The legislative assembly shall enact all laws necessary to carry into effect the provisions of this constitution.  Except as otherwise provided in this constitution, no local or special laws may be enacted, nor may the legislative assembly indirectly enact special or local laws by the partial repeal of a general law but laws repealing local or special laws may be enacted.

[¶51] The district court ruled the damage cap did not create a special law, concluding it:

serves a legitimate government purpose of providing a safeguard against unlimited liability by a political subdivision.  It thereby ensures availability of insurance at a cost within the subdivision’s taxing authority.  At the same time, the statute allows persons injured by the negligence of a political subdivision an avenue of relief, albeit limited.  The limitation further falls equally on all political subdivisions, and all persons injured by political subdivisions.

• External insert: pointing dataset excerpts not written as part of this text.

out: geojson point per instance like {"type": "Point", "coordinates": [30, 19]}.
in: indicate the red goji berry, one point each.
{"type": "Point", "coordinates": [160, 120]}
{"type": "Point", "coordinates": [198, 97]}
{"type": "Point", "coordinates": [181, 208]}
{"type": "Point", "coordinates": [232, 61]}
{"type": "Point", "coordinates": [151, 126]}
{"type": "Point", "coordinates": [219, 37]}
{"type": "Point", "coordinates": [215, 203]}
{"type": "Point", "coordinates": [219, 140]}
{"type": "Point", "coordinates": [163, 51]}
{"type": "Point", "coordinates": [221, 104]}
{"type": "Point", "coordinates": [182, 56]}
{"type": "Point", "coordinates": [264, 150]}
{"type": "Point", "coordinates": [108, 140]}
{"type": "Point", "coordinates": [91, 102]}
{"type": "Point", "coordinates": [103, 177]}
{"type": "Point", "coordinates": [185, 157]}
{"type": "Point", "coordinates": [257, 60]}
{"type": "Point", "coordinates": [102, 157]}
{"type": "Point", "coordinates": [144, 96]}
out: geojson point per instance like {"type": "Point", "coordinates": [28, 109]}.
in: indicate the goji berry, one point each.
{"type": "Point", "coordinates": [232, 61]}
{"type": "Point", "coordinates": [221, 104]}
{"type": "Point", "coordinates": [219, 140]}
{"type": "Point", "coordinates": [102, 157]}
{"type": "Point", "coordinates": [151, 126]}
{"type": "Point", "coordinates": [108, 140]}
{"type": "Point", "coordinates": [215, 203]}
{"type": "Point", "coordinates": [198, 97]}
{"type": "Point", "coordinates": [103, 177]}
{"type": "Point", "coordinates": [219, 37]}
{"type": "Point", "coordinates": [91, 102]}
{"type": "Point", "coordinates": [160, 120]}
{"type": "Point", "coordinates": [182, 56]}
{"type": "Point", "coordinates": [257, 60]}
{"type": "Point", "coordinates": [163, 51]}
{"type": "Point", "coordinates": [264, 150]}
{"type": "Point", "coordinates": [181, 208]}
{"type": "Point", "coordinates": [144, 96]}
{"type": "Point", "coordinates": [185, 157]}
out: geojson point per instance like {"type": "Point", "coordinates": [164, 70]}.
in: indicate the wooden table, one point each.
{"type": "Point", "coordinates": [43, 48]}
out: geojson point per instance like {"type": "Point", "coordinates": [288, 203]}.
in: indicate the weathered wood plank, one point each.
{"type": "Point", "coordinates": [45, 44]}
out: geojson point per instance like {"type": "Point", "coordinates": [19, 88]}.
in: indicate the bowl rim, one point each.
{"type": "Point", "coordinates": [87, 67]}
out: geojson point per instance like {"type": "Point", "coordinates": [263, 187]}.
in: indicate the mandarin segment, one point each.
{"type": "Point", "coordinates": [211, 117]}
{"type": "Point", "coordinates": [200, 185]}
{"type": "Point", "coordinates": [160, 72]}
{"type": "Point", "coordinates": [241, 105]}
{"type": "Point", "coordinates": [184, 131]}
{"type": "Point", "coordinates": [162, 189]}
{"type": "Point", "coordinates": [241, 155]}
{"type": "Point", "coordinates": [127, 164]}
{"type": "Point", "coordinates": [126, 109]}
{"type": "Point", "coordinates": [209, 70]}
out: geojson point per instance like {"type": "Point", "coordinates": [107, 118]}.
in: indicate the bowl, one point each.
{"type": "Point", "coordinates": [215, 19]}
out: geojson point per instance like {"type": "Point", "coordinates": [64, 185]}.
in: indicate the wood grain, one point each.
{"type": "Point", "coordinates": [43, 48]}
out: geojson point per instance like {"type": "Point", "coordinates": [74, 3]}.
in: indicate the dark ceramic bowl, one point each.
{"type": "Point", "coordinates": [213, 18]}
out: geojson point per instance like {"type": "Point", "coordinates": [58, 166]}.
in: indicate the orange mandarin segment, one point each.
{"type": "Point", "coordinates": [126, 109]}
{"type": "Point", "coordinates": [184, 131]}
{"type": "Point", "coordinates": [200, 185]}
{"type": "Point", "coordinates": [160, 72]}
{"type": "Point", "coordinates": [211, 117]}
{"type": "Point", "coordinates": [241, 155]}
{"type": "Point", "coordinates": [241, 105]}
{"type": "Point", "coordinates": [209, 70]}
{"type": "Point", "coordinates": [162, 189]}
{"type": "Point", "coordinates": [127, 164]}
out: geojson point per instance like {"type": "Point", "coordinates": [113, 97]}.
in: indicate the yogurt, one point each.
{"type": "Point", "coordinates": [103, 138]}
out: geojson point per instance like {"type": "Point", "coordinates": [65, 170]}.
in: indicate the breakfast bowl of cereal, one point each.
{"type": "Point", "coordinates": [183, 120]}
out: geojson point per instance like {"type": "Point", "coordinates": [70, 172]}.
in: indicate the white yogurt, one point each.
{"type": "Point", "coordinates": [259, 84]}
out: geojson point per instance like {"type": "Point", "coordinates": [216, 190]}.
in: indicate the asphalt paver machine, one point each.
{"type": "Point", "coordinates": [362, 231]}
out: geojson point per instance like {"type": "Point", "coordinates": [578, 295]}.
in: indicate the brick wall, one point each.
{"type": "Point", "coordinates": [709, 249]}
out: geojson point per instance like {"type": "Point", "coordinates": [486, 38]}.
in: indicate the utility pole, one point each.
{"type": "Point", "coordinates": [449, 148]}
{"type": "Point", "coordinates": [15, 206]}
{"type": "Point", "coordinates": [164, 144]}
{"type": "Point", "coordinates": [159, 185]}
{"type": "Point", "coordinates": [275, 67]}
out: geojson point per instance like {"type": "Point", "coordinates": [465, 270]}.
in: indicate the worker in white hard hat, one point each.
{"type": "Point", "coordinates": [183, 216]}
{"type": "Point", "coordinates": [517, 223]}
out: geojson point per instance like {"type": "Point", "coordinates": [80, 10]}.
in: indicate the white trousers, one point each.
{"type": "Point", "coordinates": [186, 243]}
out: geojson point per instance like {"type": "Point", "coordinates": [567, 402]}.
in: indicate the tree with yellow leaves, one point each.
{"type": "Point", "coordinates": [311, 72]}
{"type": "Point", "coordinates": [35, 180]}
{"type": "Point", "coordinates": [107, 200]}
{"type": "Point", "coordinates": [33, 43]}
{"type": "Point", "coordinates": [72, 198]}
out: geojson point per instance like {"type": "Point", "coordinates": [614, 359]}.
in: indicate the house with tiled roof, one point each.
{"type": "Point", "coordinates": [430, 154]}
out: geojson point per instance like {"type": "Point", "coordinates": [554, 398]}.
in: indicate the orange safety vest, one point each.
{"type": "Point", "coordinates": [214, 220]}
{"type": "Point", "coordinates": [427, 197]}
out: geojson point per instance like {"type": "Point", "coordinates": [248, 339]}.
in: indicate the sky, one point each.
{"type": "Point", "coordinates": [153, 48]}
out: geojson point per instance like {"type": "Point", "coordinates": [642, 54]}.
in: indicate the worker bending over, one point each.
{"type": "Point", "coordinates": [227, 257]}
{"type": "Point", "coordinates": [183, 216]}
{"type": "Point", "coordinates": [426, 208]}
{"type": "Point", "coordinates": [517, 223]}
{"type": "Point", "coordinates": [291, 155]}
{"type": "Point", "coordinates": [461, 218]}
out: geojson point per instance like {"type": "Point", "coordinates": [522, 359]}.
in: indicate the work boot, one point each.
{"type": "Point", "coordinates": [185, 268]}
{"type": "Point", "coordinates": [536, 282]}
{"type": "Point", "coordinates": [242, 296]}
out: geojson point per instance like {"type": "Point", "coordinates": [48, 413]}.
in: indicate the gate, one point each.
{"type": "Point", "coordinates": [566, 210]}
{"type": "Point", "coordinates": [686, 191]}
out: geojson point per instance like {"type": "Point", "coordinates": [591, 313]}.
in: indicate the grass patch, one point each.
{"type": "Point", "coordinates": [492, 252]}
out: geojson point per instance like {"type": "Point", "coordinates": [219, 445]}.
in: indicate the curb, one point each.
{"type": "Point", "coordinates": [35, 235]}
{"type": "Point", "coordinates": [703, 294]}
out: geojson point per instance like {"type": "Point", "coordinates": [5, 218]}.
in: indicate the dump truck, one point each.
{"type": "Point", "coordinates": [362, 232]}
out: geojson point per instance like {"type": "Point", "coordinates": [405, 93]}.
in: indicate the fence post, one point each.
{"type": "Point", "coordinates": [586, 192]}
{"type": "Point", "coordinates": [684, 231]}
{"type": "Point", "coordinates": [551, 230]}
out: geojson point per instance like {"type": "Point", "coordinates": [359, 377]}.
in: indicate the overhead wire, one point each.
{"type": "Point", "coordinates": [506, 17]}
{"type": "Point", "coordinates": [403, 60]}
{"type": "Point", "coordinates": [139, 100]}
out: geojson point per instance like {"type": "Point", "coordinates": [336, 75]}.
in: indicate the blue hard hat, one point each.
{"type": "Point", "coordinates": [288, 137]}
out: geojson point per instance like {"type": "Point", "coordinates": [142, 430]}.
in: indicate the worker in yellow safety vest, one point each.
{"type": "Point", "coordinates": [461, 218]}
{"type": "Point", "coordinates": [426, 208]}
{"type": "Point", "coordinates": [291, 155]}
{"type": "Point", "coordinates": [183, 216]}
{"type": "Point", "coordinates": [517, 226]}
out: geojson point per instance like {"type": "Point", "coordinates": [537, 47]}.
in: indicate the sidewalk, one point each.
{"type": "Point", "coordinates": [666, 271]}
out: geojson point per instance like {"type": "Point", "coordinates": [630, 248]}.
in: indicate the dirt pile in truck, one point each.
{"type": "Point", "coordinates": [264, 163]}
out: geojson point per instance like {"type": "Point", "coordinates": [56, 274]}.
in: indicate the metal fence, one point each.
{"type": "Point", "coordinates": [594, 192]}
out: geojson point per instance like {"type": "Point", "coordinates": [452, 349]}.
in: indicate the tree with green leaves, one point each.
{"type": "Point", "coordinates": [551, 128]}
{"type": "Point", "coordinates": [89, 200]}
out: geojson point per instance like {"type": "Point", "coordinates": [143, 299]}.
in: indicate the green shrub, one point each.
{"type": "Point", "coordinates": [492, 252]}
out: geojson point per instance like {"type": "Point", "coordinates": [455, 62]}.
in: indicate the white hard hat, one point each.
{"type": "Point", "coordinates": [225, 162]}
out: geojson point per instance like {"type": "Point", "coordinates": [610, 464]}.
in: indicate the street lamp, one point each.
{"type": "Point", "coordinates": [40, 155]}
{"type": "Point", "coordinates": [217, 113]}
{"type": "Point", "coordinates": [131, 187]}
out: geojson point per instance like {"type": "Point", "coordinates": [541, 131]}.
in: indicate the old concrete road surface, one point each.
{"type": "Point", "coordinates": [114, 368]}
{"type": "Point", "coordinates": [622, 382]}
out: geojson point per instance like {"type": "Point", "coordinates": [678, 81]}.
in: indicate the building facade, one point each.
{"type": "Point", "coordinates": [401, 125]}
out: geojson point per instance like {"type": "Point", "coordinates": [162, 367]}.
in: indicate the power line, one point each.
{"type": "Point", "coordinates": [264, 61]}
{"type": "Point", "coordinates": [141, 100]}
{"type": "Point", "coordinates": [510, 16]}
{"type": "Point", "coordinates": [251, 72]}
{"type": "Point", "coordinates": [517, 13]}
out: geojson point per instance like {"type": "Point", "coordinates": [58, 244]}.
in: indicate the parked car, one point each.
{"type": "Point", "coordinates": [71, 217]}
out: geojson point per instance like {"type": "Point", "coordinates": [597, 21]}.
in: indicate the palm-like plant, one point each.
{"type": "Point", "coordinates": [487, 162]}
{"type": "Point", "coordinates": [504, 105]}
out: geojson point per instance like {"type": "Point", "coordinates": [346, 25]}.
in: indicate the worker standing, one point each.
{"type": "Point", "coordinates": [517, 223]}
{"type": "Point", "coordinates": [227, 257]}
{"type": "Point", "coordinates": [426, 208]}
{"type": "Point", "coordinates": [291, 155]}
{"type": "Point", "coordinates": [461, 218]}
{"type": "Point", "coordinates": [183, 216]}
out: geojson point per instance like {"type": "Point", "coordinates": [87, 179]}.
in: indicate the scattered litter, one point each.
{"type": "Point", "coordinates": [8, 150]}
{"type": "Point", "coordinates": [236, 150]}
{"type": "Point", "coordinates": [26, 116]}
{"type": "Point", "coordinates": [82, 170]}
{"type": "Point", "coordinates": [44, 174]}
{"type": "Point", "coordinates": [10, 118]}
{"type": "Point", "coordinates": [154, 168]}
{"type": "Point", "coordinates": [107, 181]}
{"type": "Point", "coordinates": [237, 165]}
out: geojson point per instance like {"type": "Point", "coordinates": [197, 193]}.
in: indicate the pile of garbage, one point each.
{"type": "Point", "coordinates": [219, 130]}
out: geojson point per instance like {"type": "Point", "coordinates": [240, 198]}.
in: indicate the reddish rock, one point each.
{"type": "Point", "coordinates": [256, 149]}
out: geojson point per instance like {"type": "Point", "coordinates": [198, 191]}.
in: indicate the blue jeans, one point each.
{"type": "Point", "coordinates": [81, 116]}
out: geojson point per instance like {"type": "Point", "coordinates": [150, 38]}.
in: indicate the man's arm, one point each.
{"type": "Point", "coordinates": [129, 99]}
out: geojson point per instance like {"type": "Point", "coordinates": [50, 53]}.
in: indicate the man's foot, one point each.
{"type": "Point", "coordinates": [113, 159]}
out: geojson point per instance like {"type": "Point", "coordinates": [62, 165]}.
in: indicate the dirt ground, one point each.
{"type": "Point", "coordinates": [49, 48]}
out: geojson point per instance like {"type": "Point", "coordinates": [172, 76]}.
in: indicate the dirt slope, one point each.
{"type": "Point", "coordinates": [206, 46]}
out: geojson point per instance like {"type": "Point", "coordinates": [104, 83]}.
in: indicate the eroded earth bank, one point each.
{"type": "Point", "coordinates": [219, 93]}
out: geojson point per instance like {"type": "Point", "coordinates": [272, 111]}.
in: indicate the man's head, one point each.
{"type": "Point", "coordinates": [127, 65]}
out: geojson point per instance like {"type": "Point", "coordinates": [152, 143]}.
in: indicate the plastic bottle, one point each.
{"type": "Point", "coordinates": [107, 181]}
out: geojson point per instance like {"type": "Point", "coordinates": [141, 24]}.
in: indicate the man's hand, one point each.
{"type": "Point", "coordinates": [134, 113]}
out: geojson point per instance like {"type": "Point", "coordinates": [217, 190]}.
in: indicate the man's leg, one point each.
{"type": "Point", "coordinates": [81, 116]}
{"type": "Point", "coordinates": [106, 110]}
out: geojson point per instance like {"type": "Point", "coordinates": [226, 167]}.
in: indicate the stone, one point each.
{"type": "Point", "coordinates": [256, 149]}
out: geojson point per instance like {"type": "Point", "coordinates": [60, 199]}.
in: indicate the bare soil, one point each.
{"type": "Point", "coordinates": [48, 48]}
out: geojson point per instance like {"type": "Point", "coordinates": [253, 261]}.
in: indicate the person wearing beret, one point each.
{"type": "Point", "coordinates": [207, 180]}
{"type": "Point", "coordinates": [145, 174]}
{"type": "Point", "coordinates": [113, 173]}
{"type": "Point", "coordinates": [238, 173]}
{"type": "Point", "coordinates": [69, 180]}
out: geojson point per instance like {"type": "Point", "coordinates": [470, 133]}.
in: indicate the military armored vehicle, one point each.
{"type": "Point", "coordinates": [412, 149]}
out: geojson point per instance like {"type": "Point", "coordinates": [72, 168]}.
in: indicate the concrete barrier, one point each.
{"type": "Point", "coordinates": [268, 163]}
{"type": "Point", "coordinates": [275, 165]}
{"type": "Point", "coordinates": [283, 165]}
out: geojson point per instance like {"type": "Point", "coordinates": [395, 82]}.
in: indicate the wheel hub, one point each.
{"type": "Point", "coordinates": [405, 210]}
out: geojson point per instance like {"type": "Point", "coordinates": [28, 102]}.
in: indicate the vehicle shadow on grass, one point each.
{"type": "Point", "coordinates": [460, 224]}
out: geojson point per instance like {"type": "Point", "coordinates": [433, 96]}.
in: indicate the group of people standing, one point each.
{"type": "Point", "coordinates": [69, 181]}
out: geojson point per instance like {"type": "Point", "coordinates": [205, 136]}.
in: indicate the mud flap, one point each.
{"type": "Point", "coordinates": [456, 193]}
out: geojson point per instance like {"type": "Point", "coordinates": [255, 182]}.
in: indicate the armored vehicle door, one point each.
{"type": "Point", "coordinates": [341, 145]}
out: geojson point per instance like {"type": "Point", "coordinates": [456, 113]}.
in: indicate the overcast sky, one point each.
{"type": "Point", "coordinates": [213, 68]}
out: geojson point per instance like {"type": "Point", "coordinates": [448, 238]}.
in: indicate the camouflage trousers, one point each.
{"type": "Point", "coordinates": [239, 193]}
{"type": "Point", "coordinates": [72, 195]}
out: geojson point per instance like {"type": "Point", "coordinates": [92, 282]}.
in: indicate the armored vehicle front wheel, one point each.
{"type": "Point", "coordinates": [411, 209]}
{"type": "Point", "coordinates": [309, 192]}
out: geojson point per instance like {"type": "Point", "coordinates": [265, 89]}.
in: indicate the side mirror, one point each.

[¶52] A statute relating to persons or things as a class is a general law, one relating to particular persons or things of a class is a special law.   MCI Telecomms. v. Heitkamp , 523 N.W.2d 548, 552 (N.D. 1994)  A special law only applies to particular persons or things of a class, while a general law applies to all persons and things of a class.   Best Products Co., Inc. v. Spaeth , 461 N.W.2d 91, 99 (N.D. 1990).  If a statute operates to treat all persons or members of a class within the scope of the statute equally, the statute is general and not special.   Bellemare , 420 N.W.2d at 739.  A general law operates alike on all persons and property similarly situated.   Id.

[¶53] Here, the damage cap operates alike for all similarly situated persons and political subdivisions.  The language of the damage cap is written in general terms to apply to all similarly situated political subdivisions and persons and treats them alike for purposes of the special law provisions of N.D. Const. art. IV, § 13.  We conclude the language of the damage cap is written in general terms equally applicable to all political subdivisions and persons and does not violate the special law provisions of N.D. Const. art. IV, § 13.

VIII

[¶54] We affirm the district court judgment.

[¶55] Lisa Fair McEvers

Daniel J. Crothers

Jerod E. Tufte

Cynthia Feland, D.J.

Gerald W. VandeWalle, C.J.

[¶56] The Honorable Cynthia Feland, D.J., sitting in place of Jensen, J., disqualified.